Ieri mattina – ora italiana – è stato annunciato un primo via libera dal sindacato statunitense United Auto Workers (Uaw), accordatosi con Chrysler, Fiat e il governo americano sul taglio del costo del lavoro. Sempre a Capitol Hill si sarebbe lavorato ieri per avanzare una nuova proposta a quelle banche, tra cui Jp Morgan, Goldman Sachs, Morgan Stanley e Citigroup, le quali vantano crediti per un totale di 7 miliardi di dollari nei confronti della Casa di Auburn Hills. Il Tesoro chiede anche a loro sacrifici: ripianare solo parzialmente il debito, rilevando in cambio una quota contenuta del capitale societario. Anche la General Motors ha annunciato il suo piano anticrisi: ristrutturazione del debito, tagli drastici al personale e chiusura di sei impianti in Nordamerica, con il conseguente abbandono dello storico marchio Pontiac. Il nome di Gm anche ieri è tornato ad apparire sulla versione online di Der Spiegel accanto a quello del Lingotto; citando infatti fonti vicine alla direzione Fiat, il giornale ha spiegato che in caso di accordo con Opel – controllata di Gm in Europa – il gruppo italiano non garantirebbe di mantenere inalterata la capacità produttiva dei siti produttivi tedeschi. L'alleanza Fiat-Chrysler sembra però essere tornata in pole-position. Il ceo della Casa americana Bob Nardelli ha ribadito di “lavorare con diligenza per finalizzare l'alleanza con Fiat e ristrutturare la propria attività entro il 30 aprile”.
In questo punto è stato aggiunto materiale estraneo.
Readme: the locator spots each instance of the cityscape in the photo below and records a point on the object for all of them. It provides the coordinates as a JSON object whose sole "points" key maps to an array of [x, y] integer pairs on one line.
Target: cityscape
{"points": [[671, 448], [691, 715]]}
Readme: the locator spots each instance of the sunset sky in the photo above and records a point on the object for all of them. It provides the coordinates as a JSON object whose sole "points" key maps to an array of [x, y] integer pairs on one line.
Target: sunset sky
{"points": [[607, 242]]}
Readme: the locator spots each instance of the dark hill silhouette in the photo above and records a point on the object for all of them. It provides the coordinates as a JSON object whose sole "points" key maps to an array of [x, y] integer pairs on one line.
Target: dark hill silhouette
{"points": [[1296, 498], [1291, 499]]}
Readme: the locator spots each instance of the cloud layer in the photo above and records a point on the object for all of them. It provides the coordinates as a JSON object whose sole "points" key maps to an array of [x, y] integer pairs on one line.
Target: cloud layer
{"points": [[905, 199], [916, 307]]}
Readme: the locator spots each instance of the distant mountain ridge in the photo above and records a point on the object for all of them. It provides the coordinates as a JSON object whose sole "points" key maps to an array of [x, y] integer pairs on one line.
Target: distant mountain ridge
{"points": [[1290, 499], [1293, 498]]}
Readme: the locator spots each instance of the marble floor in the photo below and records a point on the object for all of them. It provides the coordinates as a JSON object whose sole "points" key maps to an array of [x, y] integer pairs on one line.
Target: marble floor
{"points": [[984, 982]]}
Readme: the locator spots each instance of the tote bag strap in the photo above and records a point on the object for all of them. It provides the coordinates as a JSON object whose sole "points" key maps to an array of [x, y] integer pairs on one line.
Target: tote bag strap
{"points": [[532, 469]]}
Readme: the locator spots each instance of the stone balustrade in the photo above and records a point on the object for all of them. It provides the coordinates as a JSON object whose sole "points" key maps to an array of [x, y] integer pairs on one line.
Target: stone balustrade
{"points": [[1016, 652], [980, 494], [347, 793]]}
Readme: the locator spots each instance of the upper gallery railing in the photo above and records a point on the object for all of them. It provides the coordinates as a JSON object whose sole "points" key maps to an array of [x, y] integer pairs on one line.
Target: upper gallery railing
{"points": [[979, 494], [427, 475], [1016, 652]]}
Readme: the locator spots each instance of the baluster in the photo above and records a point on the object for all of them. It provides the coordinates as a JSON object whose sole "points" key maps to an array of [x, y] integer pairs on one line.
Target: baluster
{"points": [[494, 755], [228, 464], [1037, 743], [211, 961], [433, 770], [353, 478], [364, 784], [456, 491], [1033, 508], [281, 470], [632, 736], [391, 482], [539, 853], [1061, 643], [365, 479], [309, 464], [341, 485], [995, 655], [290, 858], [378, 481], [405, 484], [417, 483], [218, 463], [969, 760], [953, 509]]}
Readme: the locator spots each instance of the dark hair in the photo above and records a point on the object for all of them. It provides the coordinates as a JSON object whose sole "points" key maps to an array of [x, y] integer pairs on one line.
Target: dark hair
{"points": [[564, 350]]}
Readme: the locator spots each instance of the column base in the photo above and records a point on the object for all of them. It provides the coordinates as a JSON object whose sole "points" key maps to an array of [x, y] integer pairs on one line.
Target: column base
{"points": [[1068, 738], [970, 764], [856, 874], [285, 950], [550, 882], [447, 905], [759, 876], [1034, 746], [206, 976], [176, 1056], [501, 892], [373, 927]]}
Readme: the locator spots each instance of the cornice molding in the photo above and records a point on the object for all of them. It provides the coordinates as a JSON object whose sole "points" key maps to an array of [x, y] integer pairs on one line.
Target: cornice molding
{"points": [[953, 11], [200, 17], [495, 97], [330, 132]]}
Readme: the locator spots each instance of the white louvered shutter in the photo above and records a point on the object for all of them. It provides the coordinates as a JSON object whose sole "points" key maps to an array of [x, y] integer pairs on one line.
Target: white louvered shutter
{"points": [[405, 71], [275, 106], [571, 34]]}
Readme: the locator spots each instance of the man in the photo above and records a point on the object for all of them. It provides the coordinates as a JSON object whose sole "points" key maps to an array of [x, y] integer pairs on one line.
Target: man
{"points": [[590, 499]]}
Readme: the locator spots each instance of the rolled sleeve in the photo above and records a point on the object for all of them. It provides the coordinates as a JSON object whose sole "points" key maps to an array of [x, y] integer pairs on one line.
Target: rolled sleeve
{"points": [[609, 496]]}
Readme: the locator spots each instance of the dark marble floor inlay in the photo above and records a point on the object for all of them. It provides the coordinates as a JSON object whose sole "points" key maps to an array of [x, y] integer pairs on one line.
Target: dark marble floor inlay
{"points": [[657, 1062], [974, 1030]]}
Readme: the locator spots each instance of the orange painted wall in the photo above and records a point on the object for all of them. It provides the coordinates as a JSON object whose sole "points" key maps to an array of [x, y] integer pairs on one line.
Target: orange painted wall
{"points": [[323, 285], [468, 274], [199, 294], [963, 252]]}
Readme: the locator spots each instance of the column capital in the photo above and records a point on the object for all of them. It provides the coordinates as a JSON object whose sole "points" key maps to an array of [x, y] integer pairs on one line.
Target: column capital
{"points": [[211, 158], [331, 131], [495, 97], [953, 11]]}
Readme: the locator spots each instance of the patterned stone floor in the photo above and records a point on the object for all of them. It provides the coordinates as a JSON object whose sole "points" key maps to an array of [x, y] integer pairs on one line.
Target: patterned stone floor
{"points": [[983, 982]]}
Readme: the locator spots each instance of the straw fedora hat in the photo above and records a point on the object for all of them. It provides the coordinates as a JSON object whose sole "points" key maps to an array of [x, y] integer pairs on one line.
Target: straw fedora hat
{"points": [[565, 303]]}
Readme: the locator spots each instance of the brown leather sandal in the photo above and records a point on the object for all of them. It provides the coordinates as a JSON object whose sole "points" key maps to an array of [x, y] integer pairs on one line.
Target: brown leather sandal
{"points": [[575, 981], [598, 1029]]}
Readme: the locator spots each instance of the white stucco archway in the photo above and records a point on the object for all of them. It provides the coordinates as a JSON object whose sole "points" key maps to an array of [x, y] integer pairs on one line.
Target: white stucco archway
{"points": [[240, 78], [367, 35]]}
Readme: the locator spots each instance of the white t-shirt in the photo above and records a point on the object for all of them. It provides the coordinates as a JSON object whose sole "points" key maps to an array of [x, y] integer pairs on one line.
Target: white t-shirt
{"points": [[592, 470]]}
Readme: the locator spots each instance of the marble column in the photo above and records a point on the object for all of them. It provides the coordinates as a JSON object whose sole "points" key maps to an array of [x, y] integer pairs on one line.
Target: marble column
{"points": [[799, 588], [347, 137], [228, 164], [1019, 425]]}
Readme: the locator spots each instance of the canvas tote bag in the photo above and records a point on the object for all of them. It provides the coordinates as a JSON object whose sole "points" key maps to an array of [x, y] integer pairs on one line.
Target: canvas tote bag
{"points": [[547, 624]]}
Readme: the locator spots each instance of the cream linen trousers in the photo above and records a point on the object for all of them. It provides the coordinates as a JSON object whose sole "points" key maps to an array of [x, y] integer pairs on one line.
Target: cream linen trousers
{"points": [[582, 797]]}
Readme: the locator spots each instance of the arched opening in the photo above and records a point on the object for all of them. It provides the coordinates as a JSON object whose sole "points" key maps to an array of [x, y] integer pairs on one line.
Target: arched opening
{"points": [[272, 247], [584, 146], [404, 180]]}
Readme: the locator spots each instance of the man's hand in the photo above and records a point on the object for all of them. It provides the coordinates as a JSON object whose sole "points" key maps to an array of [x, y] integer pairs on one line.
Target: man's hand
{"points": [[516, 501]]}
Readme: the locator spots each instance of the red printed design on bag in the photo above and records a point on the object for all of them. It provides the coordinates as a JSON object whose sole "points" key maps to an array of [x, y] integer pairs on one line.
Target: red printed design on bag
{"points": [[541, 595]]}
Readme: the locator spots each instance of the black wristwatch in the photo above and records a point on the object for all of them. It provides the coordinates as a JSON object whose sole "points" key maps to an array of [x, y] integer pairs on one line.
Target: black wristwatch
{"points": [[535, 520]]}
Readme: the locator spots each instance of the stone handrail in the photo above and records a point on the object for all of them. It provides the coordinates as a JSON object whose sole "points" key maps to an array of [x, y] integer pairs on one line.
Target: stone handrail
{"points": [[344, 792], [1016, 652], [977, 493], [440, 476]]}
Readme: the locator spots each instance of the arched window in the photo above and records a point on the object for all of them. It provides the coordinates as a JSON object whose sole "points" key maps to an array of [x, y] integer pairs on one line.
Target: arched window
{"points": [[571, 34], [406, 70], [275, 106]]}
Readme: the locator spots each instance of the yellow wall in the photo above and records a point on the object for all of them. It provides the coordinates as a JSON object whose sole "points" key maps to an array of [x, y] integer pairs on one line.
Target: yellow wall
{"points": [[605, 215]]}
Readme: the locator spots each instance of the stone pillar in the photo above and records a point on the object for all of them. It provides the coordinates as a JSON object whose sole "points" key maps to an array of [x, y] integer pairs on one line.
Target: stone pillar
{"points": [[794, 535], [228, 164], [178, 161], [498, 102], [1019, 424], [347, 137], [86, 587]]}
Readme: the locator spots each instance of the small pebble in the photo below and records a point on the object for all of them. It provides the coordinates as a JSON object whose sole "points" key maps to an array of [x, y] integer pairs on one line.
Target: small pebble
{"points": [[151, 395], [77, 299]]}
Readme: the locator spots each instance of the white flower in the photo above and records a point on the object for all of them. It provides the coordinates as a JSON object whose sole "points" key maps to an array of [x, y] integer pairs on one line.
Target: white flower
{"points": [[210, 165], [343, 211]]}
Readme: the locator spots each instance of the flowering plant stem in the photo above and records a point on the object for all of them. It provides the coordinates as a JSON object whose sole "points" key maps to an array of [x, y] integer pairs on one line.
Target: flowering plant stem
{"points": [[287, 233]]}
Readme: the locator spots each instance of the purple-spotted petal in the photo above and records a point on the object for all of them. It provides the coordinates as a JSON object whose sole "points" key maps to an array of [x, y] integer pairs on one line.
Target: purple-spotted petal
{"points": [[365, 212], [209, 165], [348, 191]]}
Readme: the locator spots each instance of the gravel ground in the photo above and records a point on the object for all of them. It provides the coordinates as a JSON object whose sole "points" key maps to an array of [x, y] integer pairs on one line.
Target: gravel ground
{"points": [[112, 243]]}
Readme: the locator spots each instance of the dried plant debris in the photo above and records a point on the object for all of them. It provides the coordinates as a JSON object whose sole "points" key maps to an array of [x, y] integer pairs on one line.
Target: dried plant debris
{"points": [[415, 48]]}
Ed è proprio l'operazione Chrysler a far nascere spontanea la domanda sulle reali condizioni di salute del Lingotto. Perché sei mesi fa, nel pieno della crisi perfetta dei mercati, già suonavano le campane a morto per la Fiat: il titolo in Borsa aveva bruciato la quasi totalità del suo valore e molti esperti davano per scontato se non un suo prossimo fallimento, almeno qualcosa di turbolento, traumatico. Si parlava di chiusura di impianti, vendite a pezzi, fusione salvifica, ma in condizioni di inferiorità, con qualche big dell'auto. Poi, improvvisamente, ecco la situazione ribaltarsi. Come un coniglio dal cilindro del prestigiatore, è spuntata la carta americana: i torinesi si sono candidati a entrare (senza pagare un solo dollaro, beninteso) nel capitale della casa di Detroit. Nel giro di pochi mesi, settimane addirittura, la società di Marchionne si è trasformata da pigmeo denutrito e bisognoso di aiuti (gli incentivi alla rottamazione sono stati prorogati), in nerboruto gigante in grado di salvare il terzo big dell'automotive made in Stati Uniti. Il tutto con la benedizione della Casa Bianca.
Che cosa significa tutto questo? Anche nel freddo e spietato mondo del business esistono le fiabe? Chi ha ragione: i fan plaudenti o i gufi? Quando, nel 2004, Marchionne è arrivato al comando della casa torinese, le cose andavano male davvero (l'azienda era stata di fatto salvata dalle banche, con il famoso prestito convertendo) e pochi puntavano con convinzione sul successo di questo manager poco conosciuto. Invece Marchionne ha fatto bene: i risultati di tutti gli esercizi che portano la sua firma e la crescita continua del titolo in Borsa lo testimoniano senza possibilità di smentita. Certo non ha risolto il problema storico del Lingotto, vale a dire la sua dipendenza dal segmento più basso della gamma (meno remunerativo) e sua marginalità in tutti gli altri (che rendono di più). E ora che è arrivata la crisi economica questo tallone di Achille si è ripresentato: all'ultima assemblea degli azionisti, Marchionne e il presidente, Luca Cordero di Montezemolo hanno dichiarato un rosso per il primo trimestre dell'anno di quasi 400 milioni di euro. E l'espressione alto indebitamento è tornata nel quotidiano lessico aziendale: due mesi fa è stato messo assieme, e con una certa fatica, un gruppo di banche capitanato da Intesa e Unicredit che ha erogato un credito da un miliardo al Lingotto. Di questo pool non hanno voluto far parte la francese Bnp e la svizzera Ubs, di cui lo stesso Marchionne è vicepresidente: il che ha colpito e ha fatto nascere qualche sospetto.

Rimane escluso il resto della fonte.